In his first year at Oklahoma, Winfrey played in all 11 of the Sooners' games and became a starter at defensive tackle. He was named second-team All-Big 12 Conference by the league's coaches after recording 19 tackles, six for loss, and three pass breakups. After the season Winfrey considered entering the 2021 NFL draft, but opted to return to Oklahoma for his senior season.

==Professional career==

Pre-draft measurables
| Height | Weight | Arm length | Hand span | Wingspan | 40-yard dash | 10-yard split | 20-yard split |
| 6 ft 3+5⁄8 in (1.92 m) | 290 lb (132 kg) | 35+1⁄4 in (0.90 m) | 10+1⁄4 in (0.26 m) | 7 ft 0+3⁄4 in (2.15 m) | 4.89 s | 1.68 s | 2.85 s |
All values from NFL Combine

===Cleveland Browns===
Winfrey was selected by the Cleveland Browns with the 108th overall pick in the fourth round of the 2022 NFL draft. Winfrey appeared in 13 games as a rookie. He had .5 sacks, 22 total tackles, and two passes defensed.

On July 19, 2023, Winfrey was waived by the Browns after being investigated for threatening and pulling a gun on a woman in Cleveland.

===New York Jets===
On November 7, 2023, Winfrey was signed to the practice squad of the New York Jets. He only played in the Week 13 game against the Atlanta Falcons, where he made 3 tackles. He was not signed to a reserve/future contract after the season and thus became a free agent upon the expiration of his practice squad contract.

=== Birmingham Stallions (first stint) ===
On October 3, 2024, Winfrey was signed by the Birmingham Stallions of the United Football League (UFL). He was named to the All-UFL Team in 2025.

===Dallas Cowboys===
Winfrey signed with the Dallas Cowboys on June 18, 2025. He was the only UFL player from the 2025 UFL season to make an opening day 53-man roster the same year. He was placed on injured reserve on September 8, due to a back injury. The defensive tackle position experienced changes during the season with the additions of Kenny Clark and Quinnen Williams, who were integrated into a group that already had Osa Odighizuwa, Solomon Thomas and rookie Jay Toia. There weren’t many defensive snaps left for Winfrey when he was activated from injured reserve on November 18, ahead of the team's Week 12 matchup against the Philadelphia Eagles. He was declared inactive in 7 games and only played in the Week 16 contest against the Los Angeles Chargers, where he made 2 tackles.

In 2026, the Cowboys hired defensive coordinator Christian Parker.
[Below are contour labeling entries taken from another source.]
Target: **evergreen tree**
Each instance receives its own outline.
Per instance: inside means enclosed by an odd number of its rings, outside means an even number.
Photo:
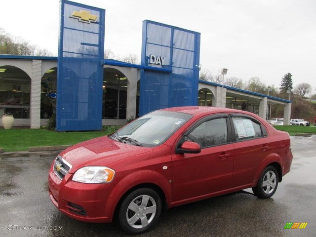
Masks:
[[[288,90],[292,90],[293,89],[293,82],[292,81],[292,75],[289,72],[287,73],[282,79],[281,87],[280,89],[281,93],[286,93]]]

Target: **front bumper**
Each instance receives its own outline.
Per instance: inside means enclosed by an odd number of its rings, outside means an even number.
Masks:
[[[48,176],[48,191],[52,202],[62,212],[87,222],[108,222],[112,214],[106,210],[109,188],[107,184],[84,184],[72,181],[73,174],[61,180],[52,166]]]

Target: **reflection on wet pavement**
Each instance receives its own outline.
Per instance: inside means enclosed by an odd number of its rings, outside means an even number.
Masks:
[[[143,236],[307,236],[316,231],[316,136],[292,138],[290,173],[272,198],[251,189],[169,210]],[[60,213],[47,191],[48,171],[57,154],[0,158],[0,233],[5,236],[125,236],[112,224],[86,223]],[[307,222],[304,229],[284,229]],[[62,226],[62,230],[9,230],[9,225]]]

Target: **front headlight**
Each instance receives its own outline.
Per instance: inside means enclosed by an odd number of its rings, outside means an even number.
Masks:
[[[72,177],[74,181],[89,184],[109,183],[114,177],[113,170],[102,166],[87,166],[80,168]]]

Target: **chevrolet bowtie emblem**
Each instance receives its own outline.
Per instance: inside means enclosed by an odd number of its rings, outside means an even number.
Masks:
[[[90,12],[87,11],[74,11],[70,17],[78,19],[81,22],[90,23],[96,22],[99,16],[90,14]]]
[[[56,170],[58,172],[59,172],[60,171],[60,170],[61,169],[61,166],[59,165],[56,167]]]

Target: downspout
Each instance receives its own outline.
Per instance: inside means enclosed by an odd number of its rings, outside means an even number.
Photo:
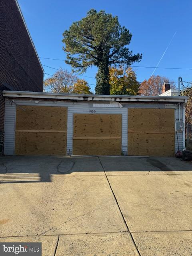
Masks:
[[[181,110],[180,108],[180,102],[179,103],[179,122],[181,121]]]
[[[186,105],[186,103],[183,103],[183,149],[186,149],[186,148],[185,148],[185,105]]]

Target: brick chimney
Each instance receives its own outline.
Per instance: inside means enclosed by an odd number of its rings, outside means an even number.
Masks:
[[[162,87],[162,93],[163,93],[165,92],[166,92],[170,89],[170,84],[166,84],[164,82]]]

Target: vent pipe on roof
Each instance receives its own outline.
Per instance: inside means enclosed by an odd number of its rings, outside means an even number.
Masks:
[[[166,92],[170,89],[170,84],[166,84],[164,82],[164,84],[163,84],[162,87],[162,93],[163,93],[165,92]]]

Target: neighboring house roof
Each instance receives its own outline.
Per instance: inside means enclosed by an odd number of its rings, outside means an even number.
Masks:
[[[20,91],[3,91],[4,97],[20,98],[46,98],[50,100],[64,100],[73,101],[86,100],[88,101],[117,101],[118,102],[186,102],[188,97],[184,96],[139,96],[129,95],[101,95],[98,94],[77,94],[54,93],[25,92]]]
[[[24,17],[23,16],[23,14],[22,14],[22,12],[21,11],[21,8],[20,8],[20,6],[19,6],[19,3],[18,3],[17,0],[15,0],[15,2],[16,3],[16,4],[17,5],[17,7],[18,7],[18,9],[19,10],[19,11],[20,12],[20,14],[21,14],[21,17],[22,17],[22,19],[23,20],[23,23],[24,23],[24,25],[25,25],[25,27],[26,28],[26,30],[27,30],[27,33],[28,34],[28,35],[29,36],[29,38],[30,38],[30,40],[31,41],[31,43],[32,44],[32,45],[33,46],[33,48],[34,48],[34,50],[35,51],[35,53],[36,54],[36,55],[37,56],[37,58],[38,59],[38,60],[39,61],[39,64],[40,64],[40,66],[41,67],[41,68],[42,68],[42,70],[43,70],[43,72],[44,72],[44,70],[43,69],[43,66],[42,66],[42,64],[41,63],[40,60],[39,59],[39,56],[38,55],[38,54],[37,53],[37,51],[36,51],[36,49],[35,48],[35,45],[34,44],[34,42],[33,42],[33,40],[32,40],[32,38],[31,38],[31,35],[30,34],[30,33],[29,33],[29,30],[28,30],[28,28],[27,28],[27,25],[26,24],[26,22],[25,22],[25,19],[24,18]]]
[[[182,95],[182,94],[185,91],[187,90],[187,89],[183,89],[180,90],[180,94]],[[178,96],[179,92],[178,90],[176,90],[175,89],[170,89],[170,90],[166,91],[163,93],[162,93],[161,94],[160,94],[159,96]]]
[[[178,95],[179,92],[178,90],[170,89],[160,94],[159,96],[178,96]]]

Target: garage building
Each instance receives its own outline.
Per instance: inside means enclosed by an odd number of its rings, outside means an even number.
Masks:
[[[187,97],[4,91],[5,155],[174,156]]]

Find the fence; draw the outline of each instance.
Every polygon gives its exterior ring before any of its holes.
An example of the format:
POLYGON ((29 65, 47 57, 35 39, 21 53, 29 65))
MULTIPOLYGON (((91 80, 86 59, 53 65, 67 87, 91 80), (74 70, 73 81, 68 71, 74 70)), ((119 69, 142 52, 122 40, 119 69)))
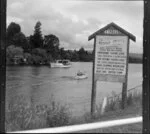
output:
MULTIPOLYGON (((127 98, 128 97, 142 97, 142 84, 137 85, 129 90, 127 90, 127 98)), ((105 112, 106 106, 112 104, 115 102, 116 104, 120 103, 120 100, 122 99, 122 93, 115 94, 110 97, 104 97, 102 103, 101 103, 101 114, 105 112)))

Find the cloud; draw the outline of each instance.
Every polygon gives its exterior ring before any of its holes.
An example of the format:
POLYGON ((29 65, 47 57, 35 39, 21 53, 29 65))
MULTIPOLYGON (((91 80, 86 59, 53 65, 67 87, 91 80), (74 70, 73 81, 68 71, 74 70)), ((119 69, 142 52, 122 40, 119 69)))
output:
POLYGON ((125 1, 8 0, 7 22, 16 21, 28 36, 41 21, 42 33, 55 34, 62 46, 92 48, 88 36, 112 21, 142 37, 142 6, 125 1))

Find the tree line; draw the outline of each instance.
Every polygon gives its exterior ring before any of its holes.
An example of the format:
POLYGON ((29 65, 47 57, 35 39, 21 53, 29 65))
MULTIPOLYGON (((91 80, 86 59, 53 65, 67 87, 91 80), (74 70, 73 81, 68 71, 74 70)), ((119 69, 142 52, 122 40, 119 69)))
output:
MULTIPOLYGON (((32 35, 26 37, 19 24, 11 22, 7 27, 7 65, 49 65, 58 59, 70 61, 93 61, 93 51, 86 51, 83 47, 79 50, 65 50, 60 47, 59 38, 54 34, 43 35, 41 22, 34 26, 32 35)), ((130 63, 142 63, 141 58, 129 57, 130 63)))
POLYGON ((43 35, 41 22, 34 26, 32 35, 26 37, 19 24, 11 22, 7 27, 7 65, 28 64, 48 65, 58 59, 71 61, 92 61, 93 53, 83 47, 79 50, 65 50, 60 47, 59 38, 54 34, 43 35))

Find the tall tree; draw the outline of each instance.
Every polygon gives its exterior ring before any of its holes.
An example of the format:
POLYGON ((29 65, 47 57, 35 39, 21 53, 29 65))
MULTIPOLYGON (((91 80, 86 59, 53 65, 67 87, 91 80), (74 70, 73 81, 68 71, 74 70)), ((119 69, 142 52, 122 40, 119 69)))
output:
POLYGON ((11 22, 8 27, 7 27, 7 45, 14 45, 13 43, 13 37, 15 36, 15 34, 20 33, 21 32, 21 27, 19 24, 15 23, 15 22, 11 22))
POLYGON ((34 48, 42 48, 43 47, 43 37, 41 32, 41 22, 38 21, 34 27, 34 34, 32 37, 32 44, 34 48))
POLYGON ((44 48, 52 55, 53 59, 59 59, 59 38, 53 34, 44 37, 44 48))

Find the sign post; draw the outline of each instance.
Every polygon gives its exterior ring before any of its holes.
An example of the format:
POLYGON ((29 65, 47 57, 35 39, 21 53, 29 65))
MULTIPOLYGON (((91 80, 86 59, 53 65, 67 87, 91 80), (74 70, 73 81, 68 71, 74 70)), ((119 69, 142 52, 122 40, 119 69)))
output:
POLYGON ((5 132, 6 3, 0 0, 0 133, 5 132))
POLYGON ((94 38, 93 83, 91 95, 91 114, 96 107, 96 82, 121 82, 122 108, 126 105, 129 39, 135 36, 128 33, 115 23, 110 23, 89 36, 94 38))

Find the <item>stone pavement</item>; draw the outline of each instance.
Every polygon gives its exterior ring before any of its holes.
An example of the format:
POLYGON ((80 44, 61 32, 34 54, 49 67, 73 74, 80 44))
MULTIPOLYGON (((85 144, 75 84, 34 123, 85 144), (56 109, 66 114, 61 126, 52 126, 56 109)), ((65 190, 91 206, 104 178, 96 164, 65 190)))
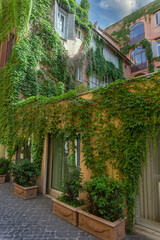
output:
MULTIPOLYGON (((23 200, 11 183, 0 184, 0 240, 96 240, 52 214, 51 199, 38 195, 23 200)), ((124 240, 146 240, 127 235, 124 240)))

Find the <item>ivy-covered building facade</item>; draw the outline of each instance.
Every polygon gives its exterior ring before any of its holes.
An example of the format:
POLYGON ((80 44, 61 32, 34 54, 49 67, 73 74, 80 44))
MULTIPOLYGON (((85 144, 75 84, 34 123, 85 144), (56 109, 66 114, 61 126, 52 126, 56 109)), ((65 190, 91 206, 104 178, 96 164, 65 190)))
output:
POLYGON ((160 221, 153 150, 159 146, 159 74, 124 79, 130 60, 75 0, 1 0, 0 9, 0 142, 8 157, 38 164, 44 194, 59 194, 70 155, 85 180, 117 177, 126 189, 128 227, 135 215, 144 222, 150 214, 153 231, 160 221))
POLYGON ((107 27, 131 60, 130 77, 158 71, 160 67, 160 1, 155 0, 107 27))
POLYGON ((129 77, 130 61, 111 37, 94 28, 76 1, 1 0, 0 6, 3 127, 11 102, 71 89, 84 92, 129 77))

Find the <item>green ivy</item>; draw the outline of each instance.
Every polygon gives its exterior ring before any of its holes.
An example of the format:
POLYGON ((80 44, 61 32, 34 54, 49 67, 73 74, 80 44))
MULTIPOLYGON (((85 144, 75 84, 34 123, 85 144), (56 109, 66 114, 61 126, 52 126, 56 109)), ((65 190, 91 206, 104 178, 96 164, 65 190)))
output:
POLYGON ((131 230, 147 138, 151 134, 154 139, 159 131, 159 73, 118 80, 92 93, 92 99, 71 91, 59 97, 35 96, 12 103, 5 122, 0 122, 0 136, 8 146, 9 158, 17 146, 32 138, 33 158, 40 167, 47 133, 65 134, 71 141, 81 133, 84 163, 92 178, 110 175, 108 164, 117 169, 126 189, 131 230))
POLYGON ((103 77, 112 76, 114 79, 123 79, 122 60, 119 56, 119 69, 115 67, 112 62, 106 61, 103 55, 104 40, 98 36, 93 35, 96 42, 96 50, 93 48, 88 51, 88 67, 87 75, 92 76, 96 74, 101 81, 103 77))

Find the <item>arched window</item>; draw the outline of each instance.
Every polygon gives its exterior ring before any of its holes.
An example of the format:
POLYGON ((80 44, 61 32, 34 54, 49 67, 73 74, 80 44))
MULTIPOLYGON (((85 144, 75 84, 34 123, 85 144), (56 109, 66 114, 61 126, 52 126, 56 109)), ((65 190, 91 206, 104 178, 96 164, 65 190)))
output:
POLYGON ((147 68, 146 53, 142 46, 138 46, 131 52, 131 72, 137 72, 147 68))
POLYGON ((155 26, 160 25, 160 11, 155 13, 155 26))
POLYGON ((144 23, 139 22, 130 28, 130 44, 137 43, 144 39, 144 23))

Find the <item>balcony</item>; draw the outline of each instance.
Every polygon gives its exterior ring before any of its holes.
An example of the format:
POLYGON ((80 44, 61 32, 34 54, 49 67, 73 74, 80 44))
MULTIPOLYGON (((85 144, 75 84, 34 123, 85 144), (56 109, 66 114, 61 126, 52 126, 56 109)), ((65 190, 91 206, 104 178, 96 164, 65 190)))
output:
POLYGON ((141 40, 145 39, 145 34, 142 33, 141 35, 135 36, 132 39, 130 39, 130 44, 137 43, 141 40))
POLYGON ((147 69, 147 63, 141 63, 138 65, 132 65, 131 66, 131 73, 138 72, 141 70, 147 69))

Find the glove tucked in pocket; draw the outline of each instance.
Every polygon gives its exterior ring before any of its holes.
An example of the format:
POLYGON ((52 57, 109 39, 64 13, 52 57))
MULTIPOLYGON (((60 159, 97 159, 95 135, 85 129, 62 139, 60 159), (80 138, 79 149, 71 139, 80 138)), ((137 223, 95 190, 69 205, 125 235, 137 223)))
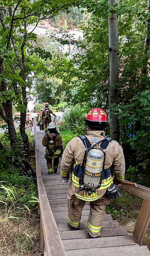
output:
POLYGON ((111 185, 107 190, 108 197, 112 199, 114 198, 117 199, 118 197, 121 197, 121 196, 119 192, 119 190, 120 189, 116 185, 114 184, 111 185))

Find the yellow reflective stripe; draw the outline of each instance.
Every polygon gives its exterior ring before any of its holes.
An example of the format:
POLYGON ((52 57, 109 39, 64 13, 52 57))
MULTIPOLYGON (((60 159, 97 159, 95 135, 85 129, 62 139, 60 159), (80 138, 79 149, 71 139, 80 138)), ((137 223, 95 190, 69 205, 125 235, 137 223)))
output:
POLYGON ((54 154, 56 155, 56 154, 60 154, 61 150, 60 149, 57 149, 56 151, 54 152, 54 154))
POLYGON ((48 158, 50 158, 50 159, 53 159, 54 158, 57 158, 58 157, 58 156, 57 155, 55 155, 55 156, 47 156, 48 158))
MULTIPOLYGON (((46 153, 47 153, 47 154, 48 154, 48 149, 46 149, 45 150, 45 152, 46 153)), ((54 155, 58 154, 60 154, 60 153, 61 153, 60 149, 58 149, 58 150, 57 149, 56 151, 54 152, 54 155)))
POLYGON ((72 227, 74 227, 74 228, 76 228, 77 227, 78 227, 80 223, 80 221, 78 222, 73 222, 72 221, 71 221, 71 220, 70 220, 68 217, 68 224, 70 224, 71 226, 72 226, 72 227))
POLYGON ((63 172, 62 170, 60 170, 60 175, 63 177, 68 177, 68 172, 63 172))
POLYGON ((122 177, 118 177, 116 175, 116 177, 117 180, 124 180, 124 176, 122 176, 122 177))
POLYGON ((100 231, 102 226, 100 227, 96 227, 95 226, 91 225, 89 221, 88 222, 88 227, 89 230, 93 233, 98 233, 100 231))
POLYGON ((79 198, 79 199, 82 199, 82 200, 83 200, 84 201, 91 202, 92 201, 95 201, 96 200, 97 200, 97 199, 99 199, 102 197, 104 195, 102 196, 96 196, 95 197, 90 197, 90 196, 89 196, 89 197, 86 197, 85 196, 80 196, 78 194, 74 193, 74 194, 76 196, 79 198))
POLYGON ((48 169, 48 172, 52 172, 52 172, 53 172, 52 168, 52 169, 48 169))

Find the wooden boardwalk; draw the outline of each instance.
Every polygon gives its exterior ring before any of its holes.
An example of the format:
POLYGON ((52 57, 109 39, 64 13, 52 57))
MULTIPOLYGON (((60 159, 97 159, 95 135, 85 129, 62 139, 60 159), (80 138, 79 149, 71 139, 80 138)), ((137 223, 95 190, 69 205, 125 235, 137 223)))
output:
MULTIPOLYGON (((126 230, 120 225, 117 220, 113 220, 110 214, 105 215, 101 237, 94 239, 88 238, 86 228, 90 206, 89 203, 87 202, 82 211, 80 230, 72 231, 69 229, 67 224, 66 193, 68 184, 63 184, 61 181, 60 158, 58 173, 48 174, 44 158, 45 148, 42 144, 45 132, 44 131, 40 131, 38 128, 38 127, 36 131, 36 144, 37 149, 39 150, 42 178, 66 255, 67 256, 150 256, 147 247, 137 244, 132 236, 129 235, 126 230)), ((46 254, 46 256, 48 255, 49 254, 46 254)), ((51 254, 50 256, 54 255, 51 254)))

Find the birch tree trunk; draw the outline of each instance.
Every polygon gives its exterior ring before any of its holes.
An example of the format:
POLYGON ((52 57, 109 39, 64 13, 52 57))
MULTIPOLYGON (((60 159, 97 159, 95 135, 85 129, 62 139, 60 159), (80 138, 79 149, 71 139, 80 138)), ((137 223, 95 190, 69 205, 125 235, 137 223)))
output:
MULTIPOLYGON (((118 0, 108 0, 109 6, 118 4, 118 0)), ((119 81, 118 24, 117 17, 112 12, 108 18, 109 45, 109 90, 108 104, 118 105, 119 81)), ((119 124, 118 118, 109 107, 110 137, 119 142, 119 124)))

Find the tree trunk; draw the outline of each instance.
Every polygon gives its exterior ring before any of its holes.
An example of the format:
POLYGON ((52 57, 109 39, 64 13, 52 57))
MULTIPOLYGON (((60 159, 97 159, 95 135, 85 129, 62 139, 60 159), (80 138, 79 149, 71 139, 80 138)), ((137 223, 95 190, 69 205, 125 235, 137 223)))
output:
MULTIPOLYGON (((12 11, 11 8, 10 8, 9 10, 10 16, 12 16, 12 11)), ((26 21, 24 22, 24 29, 26 29, 26 21)), ((13 46, 14 51, 15 53, 16 57, 18 62, 19 66, 21 69, 22 77, 23 80, 24 81, 24 83, 21 86, 21 90, 22 91, 22 96, 23 104, 24 107, 24 112, 21 111, 20 113, 20 135, 22 138, 24 150, 26 154, 26 157, 28 159, 29 158, 29 143, 28 136, 25 132, 25 124, 26 120, 26 112, 27 108, 28 102, 26 98, 26 75, 25 68, 24 67, 24 46, 26 43, 26 33, 25 33, 24 36, 24 41, 21 46, 21 57, 20 57, 20 53, 18 50, 15 40, 14 38, 12 38, 12 45, 13 46)))
MULTIPOLYGON (((118 4, 118 0, 108 0, 108 4, 113 6, 118 4)), ((119 81, 118 24, 115 14, 112 13, 108 19, 109 45, 109 89, 108 104, 116 106, 118 103, 118 83, 119 81)), ((110 137, 119 142, 120 140, 119 124, 117 116, 109 107, 110 137)))
MULTIPOLYGON (((146 12, 150 13, 150 0, 148 0, 147 5, 146 6, 146 12)), ((149 19, 146 21, 146 33, 145 36, 144 42, 144 66, 143 67, 142 73, 144 74, 146 74, 147 72, 147 65, 148 64, 148 53, 150 48, 150 19, 149 19)), ((144 83, 143 83, 144 84, 144 83)), ((142 88, 144 84, 142 84, 142 88)))
MULTIPOLYGON (((4 75, 4 70, 3 64, 3 59, 0 56, 0 74, 4 75)), ((2 79, 0 85, 0 92, 7 92, 7 90, 6 84, 4 79, 2 79)), ((0 115, 8 124, 10 145, 14 146, 15 146, 16 141, 16 131, 12 118, 12 102, 10 100, 7 100, 6 102, 2 102, 2 105, 5 114, 1 108, 0 115)))

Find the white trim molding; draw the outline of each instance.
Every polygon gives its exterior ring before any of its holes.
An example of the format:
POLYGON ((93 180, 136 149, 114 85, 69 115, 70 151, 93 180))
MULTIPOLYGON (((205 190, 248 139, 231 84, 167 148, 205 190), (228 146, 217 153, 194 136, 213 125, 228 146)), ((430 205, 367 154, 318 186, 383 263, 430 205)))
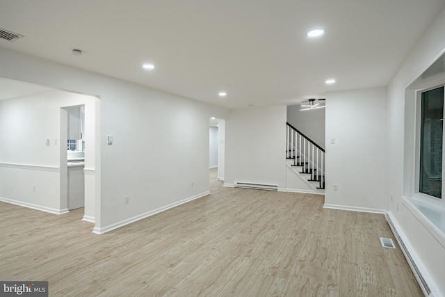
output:
POLYGON ((298 188, 286 188, 284 191, 290 193, 301 193, 302 194, 325 195, 324 193, 316 192, 313 190, 299 190, 298 188))
POLYGON ((394 237, 396 237, 398 246, 400 247, 402 252, 403 252, 403 255, 407 259, 407 262, 425 296, 428 297, 442 296, 440 292, 437 291, 432 278, 431 278, 428 271, 422 264, 422 262, 417 255, 417 253, 410 243, 410 241, 405 235, 405 233, 403 233, 402 229, 398 225, 396 218, 392 215, 391 211, 387 211, 385 216, 387 222, 388 222, 391 231, 394 234, 394 237))
POLYGON ((10 203, 12 204, 19 205, 21 207, 28 207, 35 210, 40 210, 41 211, 49 212, 54 214, 63 214, 70 212, 68 209, 57 209, 51 207, 43 207, 41 205, 33 204, 32 203, 15 200, 13 199, 5 198, 3 197, 0 197, 0 201, 6 203, 10 203))
POLYGON ((83 173, 85 173, 86 175, 94 175, 95 173, 95 170, 94 168, 83 168, 83 173))
POLYGON ((86 222, 89 222, 89 223, 95 223, 95 217, 91 216, 87 216, 86 214, 85 214, 82 218, 82 220, 85 220, 86 222))
POLYGON ((92 233, 96 234, 102 234, 104 233, 106 233, 111 230, 114 230, 115 229, 118 229, 119 227, 123 227, 126 225, 131 224, 131 223, 134 223, 136 221, 142 220, 143 218, 148 218, 149 216, 153 216, 154 214, 159 214, 160 212, 166 211, 167 209, 177 207, 179 205, 183 204, 184 203, 188 202, 190 201, 194 200, 195 199, 200 198, 204 196, 207 196, 210 194, 209 191, 207 191, 205 192, 201 193, 200 194, 195 195, 194 196, 189 197, 186 199, 183 199, 178 202, 165 205, 164 207, 159 207, 158 209, 154 209, 152 211, 147 211, 143 214, 138 214, 131 218, 127 218, 125 220, 121 220, 120 222, 115 223, 111 225, 108 225, 108 226, 105 226, 104 227, 95 227, 92 230, 92 233))
POLYGON ((26 165, 26 164, 13 164, 9 163, 0 163, 0 167, 6 167, 9 168, 17 168, 17 169, 27 169, 30 170, 40 170, 40 171, 53 171, 53 172, 59 172, 59 167, 52 167, 52 166, 40 166, 35 165, 26 165))
POLYGON ((387 212, 387 211, 385 209, 379 209, 368 208, 368 207, 348 207, 346 205, 329 204, 326 203, 325 203, 325 204, 323 206, 323 208, 347 210, 350 211, 369 212, 371 214, 385 214, 387 212))

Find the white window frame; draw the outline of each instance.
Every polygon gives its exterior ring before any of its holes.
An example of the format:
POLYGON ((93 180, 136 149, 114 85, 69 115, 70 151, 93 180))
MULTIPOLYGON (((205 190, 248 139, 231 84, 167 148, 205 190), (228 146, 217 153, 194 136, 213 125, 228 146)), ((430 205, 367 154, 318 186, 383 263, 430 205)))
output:
MULTIPOLYGON (((442 198, 438 198, 419 191, 420 188, 420 141, 421 141, 421 109, 422 109, 422 93, 434 90, 438 88, 445 86, 445 81, 439 79, 432 81, 428 83, 428 87, 416 89, 415 90, 415 149, 414 149, 414 193, 412 197, 423 200, 428 203, 431 203, 437 207, 445 209, 445 180, 442 183, 442 198)), ((445 93, 444 93, 445 94, 445 93)), ((444 113, 445 113, 445 97, 444 98, 444 113)), ((445 117, 445 113, 443 115, 445 117)), ((445 170, 445 125, 443 126, 442 131, 442 172, 445 170)), ((442 174, 442 177, 444 175, 442 174)))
Winfrey was released by the Cowboys on March 5, 2026.

=== Birmingham Stallions (second stint) ===
On April 2, 2026, Winfrey re-signed with the Birmingham Stallions of the United Football League (UFL). He was released on April 19, per his request.

=== Columbus Aviators ===
On April 21, 2026, Winfrey was claimed by the Columbus Aviators of the United Football League (UFL). He was released by the Aviators on May 14.

==Legal issues==
On April 10, 2023, Winfrey was arrested on a misdemeanor assault charge in Harris County, Texas. On July 19, 2023, Fox 8 Cleveland announced that Winfrey was under investigation by Cleveland police for allegedly pulling a gun on a woman and threatening her in Cleveland.